Fig. 5 shows different meta-features’ overall prediction performance that was calculated as the sum of the c-index measures of the Cox-regression, Cox-lasso, and RSF prediction models with different numbers of features. The results demonstrated that the proposed meta-features had better prediction performance than PCA features when the number of meta-features was greater than 3, indicating that these proposed meta-features were more informative for the prediction of survival and freedom from nodal failure.
Based on the meta-features extracted by the two-way clustering method, the c-index regarding survival obtained by Cox model, Cox_lasso model, and RSF model were 0.640 ± 0.029, 0.617 ± 0.034, and 0.552 ± 0.044 respectively. For nodal failure, the c-index were 0.637 ± 0.049, 0.607 ± 0.076, and 0.664 ± 0.063 respectively. Based on the PCA-based meta-features, the c-index regarding survival obtained by Cox model, Cox_lasso model, and RSF model were 0.605 ± 0.075, 0.541 ± 0.094, and 0.515 ± 0.062 respectively; for nodal failure the c-index were 0.660 ± 0.081, 0.592 ± 0.111, and 0.555 ± 0.071 respectively. Specifically, for predicting survival the best prediction model built upon the proposed meta-features was better than that build upon the PCA-based meta-features (p < 0.001); for predicting nodal failure the best prediction model built upon the proposed meta-features was better than that build upon the PCA-based meta-features, but without statistical significance (p = 0.328). For the RSF models, the prediction performance was not sensitive to the number of trees and leaf size adopted, prediction performance with different settings are illustrated in Fig. S3 in the supplemental material.

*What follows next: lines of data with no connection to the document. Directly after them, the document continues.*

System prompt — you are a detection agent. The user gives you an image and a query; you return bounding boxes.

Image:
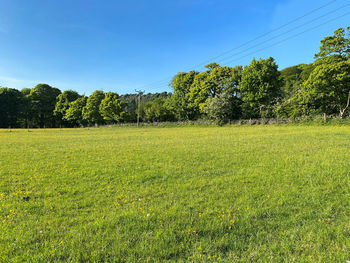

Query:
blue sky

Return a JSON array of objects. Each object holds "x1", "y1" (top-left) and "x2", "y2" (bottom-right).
[{"x1": 0, "y1": 0, "x2": 350, "y2": 95}]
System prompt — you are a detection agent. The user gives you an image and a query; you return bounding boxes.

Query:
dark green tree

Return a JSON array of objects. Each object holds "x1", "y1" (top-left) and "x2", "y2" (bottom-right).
[
  {"x1": 239, "y1": 57, "x2": 283, "y2": 118},
  {"x1": 28, "y1": 84, "x2": 61, "y2": 128},
  {"x1": 0, "y1": 88, "x2": 24, "y2": 128},
  {"x1": 100, "y1": 92, "x2": 126, "y2": 123},
  {"x1": 54, "y1": 90, "x2": 80, "y2": 127},
  {"x1": 63, "y1": 96, "x2": 87, "y2": 126},
  {"x1": 83, "y1": 90, "x2": 105, "y2": 125},
  {"x1": 167, "y1": 71, "x2": 198, "y2": 120},
  {"x1": 205, "y1": 93, "x2": 241, "y2": 125},
  {"x1": 144, "y1": 98, "x2": 175, "y2": 122}
]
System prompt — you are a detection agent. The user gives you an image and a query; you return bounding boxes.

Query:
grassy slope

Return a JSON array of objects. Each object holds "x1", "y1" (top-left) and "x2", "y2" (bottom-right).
[{"x1": 0, "y1": 126, "x2": 350, "y2": 262}]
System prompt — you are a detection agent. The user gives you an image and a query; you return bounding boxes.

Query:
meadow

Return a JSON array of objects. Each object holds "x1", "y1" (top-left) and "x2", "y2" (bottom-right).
[{"x1": 0, "y1": 125, "x2": 350, "y2": 262}]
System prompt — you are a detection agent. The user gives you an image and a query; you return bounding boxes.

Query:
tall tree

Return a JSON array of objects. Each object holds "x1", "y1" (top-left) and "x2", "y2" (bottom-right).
[
  {"x1": 54, "y1": 90, "x2": 80, "y2": 126},
  {"x1": 63, "y1": 96, "x2": 87, "y2": 126},
  {"x1": 167, "y1": 70, "x2": 198, "y2": 120},
  {"x1": 0, "y1": 88, "x2": 24, "y2": 128},
  {"x1": 303, "y1": 60, "x2": 350, "y2": 118},
  {"x1": 29, "y1": 84, "x2": 61, "y2": 128},
  {"x1": 100, "y1": 92, "x2": 126, "y2": 123},
  {"x1": 239, "y1": 57, "x2": 282, "y2": 118},
  {"x1": 188, "y1": 63, "x2": 242, "y2": 111},
  {"x1": 315, "y1": 26, "x2": 350, "y2": 60},
  {"x1": 83, "y1": 90, "x2": 105, "y2": 125}
]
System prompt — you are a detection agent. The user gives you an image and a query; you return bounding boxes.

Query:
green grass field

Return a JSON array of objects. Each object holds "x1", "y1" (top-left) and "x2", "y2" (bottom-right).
[{"x1": 0, "y1": 125, "x2": 350, "y2": 263}]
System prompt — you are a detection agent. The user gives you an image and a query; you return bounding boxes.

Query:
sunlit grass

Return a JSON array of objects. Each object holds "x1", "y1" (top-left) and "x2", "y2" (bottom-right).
[{"x1": 0, "y1": 126, "x2": 350, "y2": 262}]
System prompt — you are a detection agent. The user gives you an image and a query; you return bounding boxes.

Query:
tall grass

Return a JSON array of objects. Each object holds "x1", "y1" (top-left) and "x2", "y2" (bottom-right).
[{"x1": 0, "y1": 125, "x2": 350, "y2": 262}]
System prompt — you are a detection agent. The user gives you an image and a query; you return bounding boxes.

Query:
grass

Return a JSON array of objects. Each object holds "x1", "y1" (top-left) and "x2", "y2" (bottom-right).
[{"x1": 0, "y1": 125, "x2": 350, "y2": 262}]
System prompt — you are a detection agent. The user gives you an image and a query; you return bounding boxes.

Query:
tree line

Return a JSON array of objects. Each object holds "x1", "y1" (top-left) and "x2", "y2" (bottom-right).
[{"x1": 0, "y1": 27, "x2": 350, "y2": 128}]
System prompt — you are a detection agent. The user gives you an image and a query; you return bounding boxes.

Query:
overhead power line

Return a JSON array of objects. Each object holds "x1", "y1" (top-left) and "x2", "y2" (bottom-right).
[{"x1": 138, "y1": 0, "x2": 350, "y2": 93}]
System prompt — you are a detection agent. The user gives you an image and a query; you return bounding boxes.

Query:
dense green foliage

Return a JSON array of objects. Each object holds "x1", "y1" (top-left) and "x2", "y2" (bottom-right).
[
  {"x1": 0, "y1": 27, "x2": 350, "y2": 128},
  {"x1": 0, "y1": 125, "x2": 350, "y2": 263}
]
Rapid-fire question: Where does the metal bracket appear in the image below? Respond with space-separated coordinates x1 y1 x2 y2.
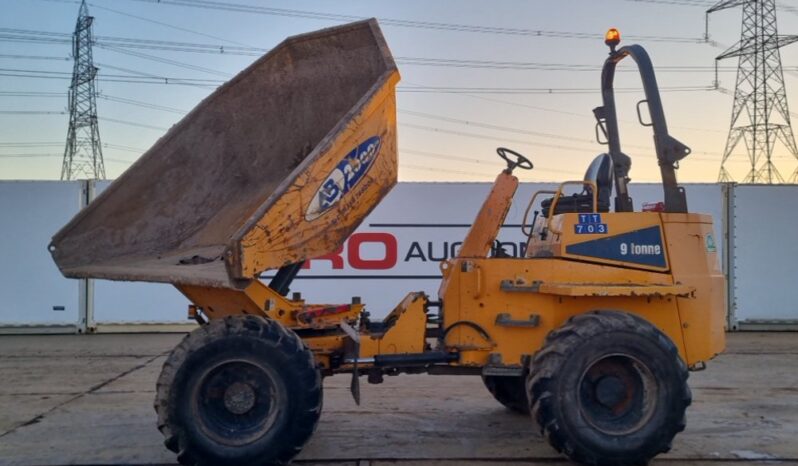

The prediction models built upon clinical variables had numerically worse performance. For survival prediction, c-index values obtained by the Cox model, the Cox_lasso model, and the RSF model were 0.529 ± 0.045, 0.531 ± 0.059, and 0.535 ± 0.046 respectively. For nodal failure, c-index values of these models were 0.496 ± 0.063, 0.433 ± 0.105, and 0.480 ± 0.065, respectively. All these prediction models had worse performance than their counterparts build upon the radiomic features (p < 0.04).
Prediction models were also built upon combination of clinical variables and radiomic features. For the survival prediction, c-index values obtained by the Cox_lasso, and RSF model were 0.595 ± 0.042, and 0.581 ± 0.042, respectively. For the nodal failure, c-index values of these models were 0.551 ± 0.055, and 0.617 ± 0.057, respectively. These prediction models had better prediction performance than those build upon clinical variables alone, indicating that radiomic features could provide complementary and discriminative information for the prediction.
Discussion
Radiomic analysis has been a powerful tool to investigate the associations between imaging data and clinical endpoints quantitatively. Due to high-dimensional features extracted from the imaging data, feature selection and feature dimensionality reduction is crucial to obtain robust and reliable analysis results in radiomic analysis studies, especially in those with a small sample size [21–23]. In this study, we have proposed an unsupervised two-way clustering technique to perform patient stratification and feature dimensionality reduction simultaneously, with the hypothesis that the patient stratification and feature dimensionality reduction will benefit from each other. The experiment results have demonstrated that the proposed method could achieve competitive performance compared with the conventional patient stratification and feature extraction techniques with respect to both patient stratification and prediction of patient survival and freedom from nodal failure. Compared with prediction models built upon clinical measures, the prediction models built upon radiomic features had better prediction performance. Prediction models built upon combination of clinical variables and radiomic features had better performance than those built upon clinical variable alone, but worse than those built upon radiomic features alone. One possible reason is that all the patients in the present study were at early stage (89% at T1 stage and 11% at T2 stage) and therefore the clinical variables could not provide discriminative information for the prediction. As shown in the supplementary material, the tumor volume was significantly correlated with survival (p < 0.05) and nodal failure (p < 0.0005), the SUVmax measure was not significantly correlated with survival or nodal failure (p > 0.5), and prediction models built upon the tumor volume and SUVmax measures had relatively worse prediction performance than those built upon the complex radiomic features. These results further demonstrated that more discriminative information than the tumor volume and SUVmax measures could be extracted from imaging data [44].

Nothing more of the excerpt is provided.